It’s with his love of animals in mind that I will now return to my earliest memory. It was night, and past my bedtime. I was wrapped up in an elaborate suit to face the February weather. He wore his cap. In my mind, it was all he ever needed to ward off the cold.
Though the weather was crisp, the sky was a thick black and the darkness dense. He held my tiny hand in his enormous paws. I always thought he was such a big man, a giant. He led me across the yard towards the furthest shed, the lambing shed.
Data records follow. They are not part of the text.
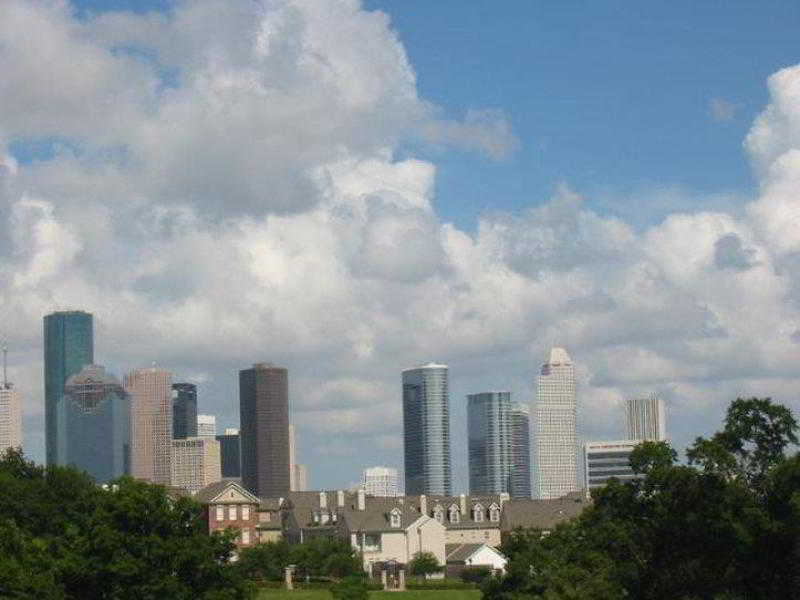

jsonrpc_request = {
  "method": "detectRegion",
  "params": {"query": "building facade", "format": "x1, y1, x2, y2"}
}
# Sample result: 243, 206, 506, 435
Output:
239, 363, 290, 498
362, 467, 400, 497
124, 367, 172, 485
172, 383, 197, 440
58, 365, 131, 483
44, 310, 94, 465
625, 396, 667, 442
467, 392, 511, 494
403, 363, 452, 495
170, 436, 222, 494
534, 348, 578, 499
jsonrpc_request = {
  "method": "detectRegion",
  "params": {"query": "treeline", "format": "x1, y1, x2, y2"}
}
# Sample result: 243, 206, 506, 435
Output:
484, 398, 800, 600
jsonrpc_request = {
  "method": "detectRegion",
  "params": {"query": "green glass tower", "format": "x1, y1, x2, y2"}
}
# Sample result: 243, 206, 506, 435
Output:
44, 310, 94, 465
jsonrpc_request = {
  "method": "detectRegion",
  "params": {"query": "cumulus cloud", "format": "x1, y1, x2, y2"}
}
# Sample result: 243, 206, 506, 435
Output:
0, 0, 800, 485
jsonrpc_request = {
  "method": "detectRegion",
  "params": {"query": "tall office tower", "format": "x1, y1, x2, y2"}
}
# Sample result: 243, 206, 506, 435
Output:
44, 310, 94, 465
197, 415, 217, 437
403, 363, 452, 496
172, 383, 197, 440
217, 429, 242, 478
626, 396, 667, 442
467, 392, 511, 495
124, 367, 172, 485
0, 347, 22, 456
58, 365, 131, 483
509, 402, 531, 498
170, 437, 222, 494
239, 363, 290, 498
362, 467, 400, 497
534, 348, 578, 500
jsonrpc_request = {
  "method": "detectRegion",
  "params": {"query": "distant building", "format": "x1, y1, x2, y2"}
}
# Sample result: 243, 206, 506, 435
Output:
172, 383, 197, 440
534, 348, 578, 500
239, 363, 290, 498
197, 415, 217, 437
626, 396, 667, 442
44, 310, 94, 465
217, 429, 242, 478
362, 467, 400, 496
403, 363, 452, 495
509, 402, 531, 498
58, 365, 131, 483
170, 437, 222, 494
583, 440, 640, 493
467, 392, 511, 494
124, 367, 172, 485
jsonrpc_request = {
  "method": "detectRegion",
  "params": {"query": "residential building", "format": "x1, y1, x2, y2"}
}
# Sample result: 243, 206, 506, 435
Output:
170, 436, 222, 494
625, 395, 667, 442
509, 402, 531, 498
57, 365, 131, 483
467, 392, 511, 494
172, 383, 197, 440
534, 348, 578, 499
197, 415, 217, 437
124, 367, 172, 485
217, 429, 242, 478
403, 363, 452, 495
44, 310, 94, 465
583, 440, 640, 494
239, 363, 290, 498
362, 467, 400, 496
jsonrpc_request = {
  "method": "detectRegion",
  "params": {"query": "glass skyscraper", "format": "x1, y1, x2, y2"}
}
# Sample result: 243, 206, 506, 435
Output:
467, 392, 511, 495
534, 348, 578, 500
403, 363, 452, 496
57, 365, 130, 483
44, 310, 94, 465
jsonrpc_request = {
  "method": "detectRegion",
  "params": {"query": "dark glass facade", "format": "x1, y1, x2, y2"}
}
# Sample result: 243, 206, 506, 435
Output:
172, 383, 197, 440
44, 311, 94, 465
239, 364, 289, 498
57, 365, 130, 483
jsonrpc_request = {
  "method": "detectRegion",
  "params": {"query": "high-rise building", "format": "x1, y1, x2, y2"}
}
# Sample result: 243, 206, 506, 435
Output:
197, 415, 217, 437
534, 348, 578, 500
467, 392, 511, 495
362, 467, 400, 497
172, 383, 197, 440
44, 310, 94, 465
625, 395, 667, 442
509, 402, 531, 498
124, 367, 172, 485
403, 363, 452, 496
57, 365, 131, 483
170, 437, 222, 494
217, 429, 242, 479
239, 363, 290, 498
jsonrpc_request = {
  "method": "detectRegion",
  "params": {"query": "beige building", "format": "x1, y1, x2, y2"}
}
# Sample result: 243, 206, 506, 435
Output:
170, 436, 222, 494
124, 367, 172, 485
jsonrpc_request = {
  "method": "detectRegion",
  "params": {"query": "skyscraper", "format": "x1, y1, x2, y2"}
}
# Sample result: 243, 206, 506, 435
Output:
44, 310, 94, 465
239, 363, 289, 498
467, 392, 511, 495
403, 363, 452, 496
509, 402, 531, 498
172, 383, 197, 440
125, 367, 172, 485
626, 396, 667, 442
534, 348, 578, 500
58, 365, 131, 483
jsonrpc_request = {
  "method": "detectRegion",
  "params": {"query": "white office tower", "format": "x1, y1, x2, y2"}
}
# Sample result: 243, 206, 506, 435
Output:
362, 467, 400, 497
534, 348, 578, 500
197, 415, 217, 437
626, 396, 667, 442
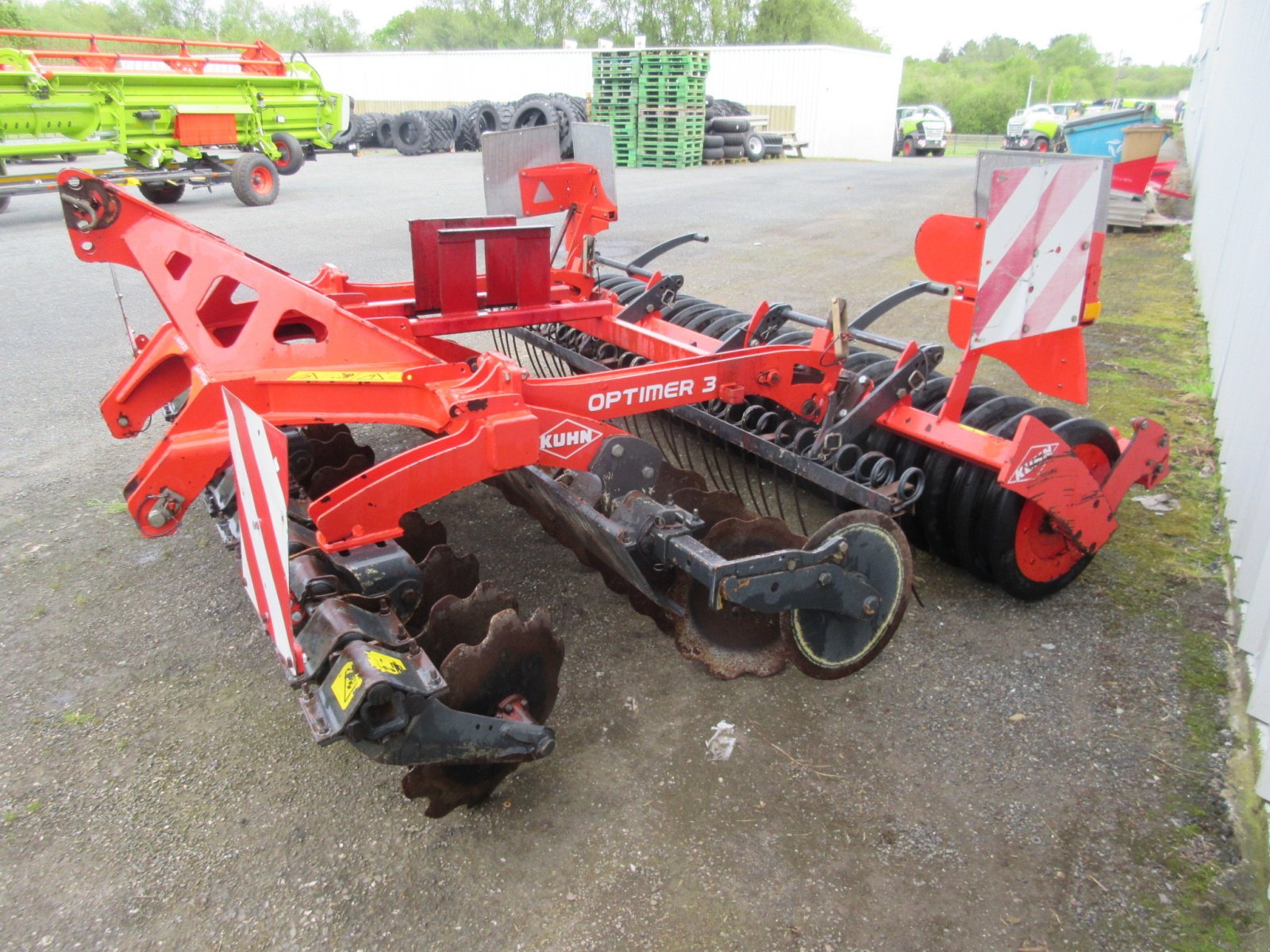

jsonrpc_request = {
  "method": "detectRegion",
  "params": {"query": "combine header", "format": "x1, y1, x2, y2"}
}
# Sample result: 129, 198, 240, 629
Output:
60, 125, 1167, 816
0, 29, 349, 211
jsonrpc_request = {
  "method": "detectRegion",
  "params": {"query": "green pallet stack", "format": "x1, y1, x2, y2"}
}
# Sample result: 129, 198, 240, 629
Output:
639, 49, 710, 169
591, 49, 710, 169
591, 49, 640, 169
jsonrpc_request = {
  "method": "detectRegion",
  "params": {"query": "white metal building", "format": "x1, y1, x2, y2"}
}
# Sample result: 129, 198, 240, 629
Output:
1183, 0, 1270, 800
309, 46, 903, 161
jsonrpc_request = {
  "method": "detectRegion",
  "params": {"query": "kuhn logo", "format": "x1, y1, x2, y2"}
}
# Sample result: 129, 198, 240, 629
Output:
1010, 443, 1058, 482
538, 420, 601, 459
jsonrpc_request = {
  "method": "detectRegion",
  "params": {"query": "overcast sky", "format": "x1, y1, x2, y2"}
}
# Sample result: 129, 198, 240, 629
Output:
330, 0, 1204, 65
185, 0, 1205, 66
853, 0, 1205, 66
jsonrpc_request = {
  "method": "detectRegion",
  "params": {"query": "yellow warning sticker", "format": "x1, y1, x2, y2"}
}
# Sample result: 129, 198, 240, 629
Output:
287, 370, 402, 383
330, 662, 362, 711
366, 651, 405, 674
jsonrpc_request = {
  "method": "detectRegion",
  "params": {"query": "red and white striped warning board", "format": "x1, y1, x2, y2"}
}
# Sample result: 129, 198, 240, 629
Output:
970, 161, 1103, 347
222, 390, 305, 677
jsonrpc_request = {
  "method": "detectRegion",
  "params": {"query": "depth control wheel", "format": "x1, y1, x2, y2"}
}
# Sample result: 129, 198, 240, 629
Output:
781, 509, 913, 681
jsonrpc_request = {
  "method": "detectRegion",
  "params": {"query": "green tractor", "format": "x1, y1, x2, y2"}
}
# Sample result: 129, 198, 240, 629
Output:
891, 103, 952, 156
1005, 103, 1067, 152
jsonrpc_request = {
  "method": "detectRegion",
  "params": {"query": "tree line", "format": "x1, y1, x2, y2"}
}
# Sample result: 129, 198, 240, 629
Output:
899, 33, 1191, 133
0, 0, 1191, 133
0, 0, 885, 52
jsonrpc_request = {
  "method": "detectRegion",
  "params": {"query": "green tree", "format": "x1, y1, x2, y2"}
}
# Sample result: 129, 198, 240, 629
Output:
899, 34, 1190, 133
749, 0, 887, 49
0, 0, 28, 29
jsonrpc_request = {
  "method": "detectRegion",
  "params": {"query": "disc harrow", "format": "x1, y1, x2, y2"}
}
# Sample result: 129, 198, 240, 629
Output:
60, 145, 1167, 816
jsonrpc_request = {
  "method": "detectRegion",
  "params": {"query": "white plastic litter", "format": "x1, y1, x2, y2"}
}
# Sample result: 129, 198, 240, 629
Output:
706, 721, 737, 760
1133, 493, 1183, 516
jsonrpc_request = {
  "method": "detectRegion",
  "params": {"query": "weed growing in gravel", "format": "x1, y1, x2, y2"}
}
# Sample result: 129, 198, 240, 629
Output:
1090, 231, 1265, 952
87, 499, 129, 516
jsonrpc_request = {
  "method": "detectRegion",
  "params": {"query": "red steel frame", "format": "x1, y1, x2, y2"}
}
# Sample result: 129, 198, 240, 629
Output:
60, 163, 1167, 571
0, 29, 287, 79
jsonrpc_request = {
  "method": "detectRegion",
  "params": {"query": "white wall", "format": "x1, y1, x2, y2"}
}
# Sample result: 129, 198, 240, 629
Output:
1183, 0, 1270, 798
309, 46, 903, 161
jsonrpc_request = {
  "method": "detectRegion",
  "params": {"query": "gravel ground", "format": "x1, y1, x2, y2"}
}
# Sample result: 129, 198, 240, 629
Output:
0, 152, 1253, 952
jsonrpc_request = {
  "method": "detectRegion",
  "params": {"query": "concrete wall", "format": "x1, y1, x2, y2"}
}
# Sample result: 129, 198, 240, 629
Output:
309, 46, 903, 161
1183, 0, 1270, 798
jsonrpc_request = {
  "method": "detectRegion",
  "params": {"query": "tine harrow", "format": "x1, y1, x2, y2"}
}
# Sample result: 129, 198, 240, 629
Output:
60, 145, 1167, 816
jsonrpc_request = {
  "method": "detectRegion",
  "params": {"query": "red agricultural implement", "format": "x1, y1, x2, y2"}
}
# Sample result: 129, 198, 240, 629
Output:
60, 136, 1168, 816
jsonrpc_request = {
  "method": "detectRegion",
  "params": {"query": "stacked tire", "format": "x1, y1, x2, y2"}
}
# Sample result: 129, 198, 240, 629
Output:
701, 113, 779, 163
348, 93, 587, 159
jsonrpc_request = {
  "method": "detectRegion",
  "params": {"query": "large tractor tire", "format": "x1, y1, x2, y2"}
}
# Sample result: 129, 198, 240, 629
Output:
269, 132, 305, 175
230, 152, 278, 207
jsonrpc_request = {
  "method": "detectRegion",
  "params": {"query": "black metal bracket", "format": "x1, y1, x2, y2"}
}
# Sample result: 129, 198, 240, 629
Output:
610, 493, 880, 618
811, 344, 944, 455
618, 274, 683, 324
353, 697, 555, 766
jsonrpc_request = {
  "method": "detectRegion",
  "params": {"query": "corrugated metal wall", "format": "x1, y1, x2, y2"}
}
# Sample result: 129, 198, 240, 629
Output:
1183, 0, 1270, 798
309, 46, 903, 161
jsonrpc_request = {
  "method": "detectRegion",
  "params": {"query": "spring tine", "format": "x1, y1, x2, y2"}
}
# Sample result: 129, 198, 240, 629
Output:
658, 415, 694, 470
722, 432, 745, 497
521, 335, 551, 377
772, 462, 786, 522
790, 472, 811, 536
525, 335, 554, 377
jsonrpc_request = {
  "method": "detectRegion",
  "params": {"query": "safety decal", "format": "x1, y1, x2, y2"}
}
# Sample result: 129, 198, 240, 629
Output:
366, 651, 405, 674
330, 662, 362, 711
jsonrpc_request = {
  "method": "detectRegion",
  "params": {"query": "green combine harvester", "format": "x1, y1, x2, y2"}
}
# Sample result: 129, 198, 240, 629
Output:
0, 29, 356, 211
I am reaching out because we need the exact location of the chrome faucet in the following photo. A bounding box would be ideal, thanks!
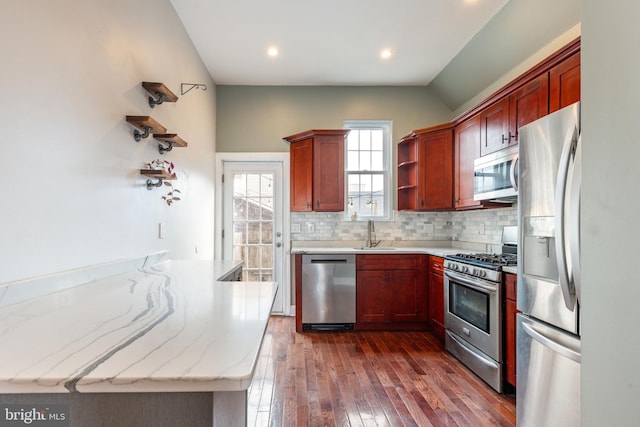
[367,219,380,248]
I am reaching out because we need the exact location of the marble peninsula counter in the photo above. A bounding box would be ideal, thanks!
[0,261,277,426]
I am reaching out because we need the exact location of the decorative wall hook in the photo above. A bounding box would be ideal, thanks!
[147,178,162,191]
[180,83,207,95]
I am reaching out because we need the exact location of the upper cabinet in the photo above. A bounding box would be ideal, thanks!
[398,39,580,210]
[549,52,580,113]
[453,116,482,209]
[480,74,549,156]
[284,129,349,212]
[398,126,453,210]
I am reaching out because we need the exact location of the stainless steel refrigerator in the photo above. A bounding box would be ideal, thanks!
[516,103,581,427]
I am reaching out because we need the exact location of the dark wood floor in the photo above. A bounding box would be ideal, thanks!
[248,316,516,427]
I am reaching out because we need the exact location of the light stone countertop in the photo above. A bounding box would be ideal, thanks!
[0,261,278,393]
[291,246,478,257]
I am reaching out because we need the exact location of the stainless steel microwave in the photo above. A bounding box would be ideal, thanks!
[473,145,518,203]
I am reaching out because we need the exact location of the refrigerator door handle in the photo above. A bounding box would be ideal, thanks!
[555,127,578,310]
[569,136,582,302]
[509,156,520,191]
[521,322,582,363]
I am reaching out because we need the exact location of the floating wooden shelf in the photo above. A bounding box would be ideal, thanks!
[127,116,167,142]
[153,133,189,154]
[142,82,178,108]
[140,169,176,180]
[140,169,177,190]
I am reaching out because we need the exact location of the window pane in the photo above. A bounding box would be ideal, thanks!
[371,174,384,194]
[360,129,371,150]
[347,151,360,171]
[247,222,260,244]
[262,222,273,244]
[358,151,371,171]
[347,130,359,150]
[262,246,273,268]
[260,174,273,197]
[233,222,247,245]
[345,121,392,217]
[371,129,384,151]
[371,151,384,171]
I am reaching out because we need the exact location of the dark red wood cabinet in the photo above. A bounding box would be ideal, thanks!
[416,127,453,210]
[355,254,428,330]
[504,273,518,387]
[453,116,481,209]
[549,52,580,113]
[480,73,549,156]
[429,255,444,342]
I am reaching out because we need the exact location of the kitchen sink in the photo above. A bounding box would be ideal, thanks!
[353,246,398,251]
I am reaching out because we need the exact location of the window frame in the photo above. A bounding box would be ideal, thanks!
[343,120,394,221]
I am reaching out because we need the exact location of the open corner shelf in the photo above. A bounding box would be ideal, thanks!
[142,82,178,108]
[140,169,176,180]
[127,116,167,142]
[140,169,177,190]
[153,133,189,154]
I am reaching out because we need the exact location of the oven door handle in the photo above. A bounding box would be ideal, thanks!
[444,270,498,294]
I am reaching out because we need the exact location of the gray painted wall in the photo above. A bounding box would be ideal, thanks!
[428,0,580,110]
[581,0,640,427]
[216,86,452,152]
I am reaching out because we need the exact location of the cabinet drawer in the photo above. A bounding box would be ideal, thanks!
[356,254,427,270]
[504,273,518,301]
[429,255,444,274]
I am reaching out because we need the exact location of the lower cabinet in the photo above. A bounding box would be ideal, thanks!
[428,255,444,341]
[355,254,429,330]
[504,273,518,387]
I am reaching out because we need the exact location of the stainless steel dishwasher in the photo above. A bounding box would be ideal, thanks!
[301,254,356,331]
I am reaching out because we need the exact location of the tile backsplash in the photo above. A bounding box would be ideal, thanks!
[291,206,517,245]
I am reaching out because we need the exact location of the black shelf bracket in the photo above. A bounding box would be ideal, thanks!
[149,92,167,108]
[133,126,151,142]
[180,83,207,95]
[158,141,173,154]
[147,178,163,191]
And here the wonder began. “Ssshhhht!” he would whisper, “I think I can hear one.” I strained my ears, trying to follow his lead and finely tune them into the sounds of newborn. The bleating sounded much the same to me. Of course, I could distinguish between the calls of the lambs and the deeper, guttural reassurances of their mothers. But I was not like him, I could not find the sound of newborn. “There might even be two or three,” he would say. My heart skipped and soared with anticipation. These nights were really something.
In the warmth of the shed now, and he’s right. His ears aren’t deceived: there are newborns and all the magic that comes with them. I look to him and wonder, ‘how did you know?’ I marvell at him and his skills as a shepherd. How at ease he must be with the farm and the nature around him to even be able to predict the future!
By now I understand. I have seen many more farmyard births. I, too, can see the signs of imminent birth, predict the future! In his shoes, my ears would also be finely tuned to the sounds of a newborn in the shed. But the pedestal I put him on in those early memories never faltered. He was a hero with a cap and comb-over sort of a cape. And for us, that is how he will remain…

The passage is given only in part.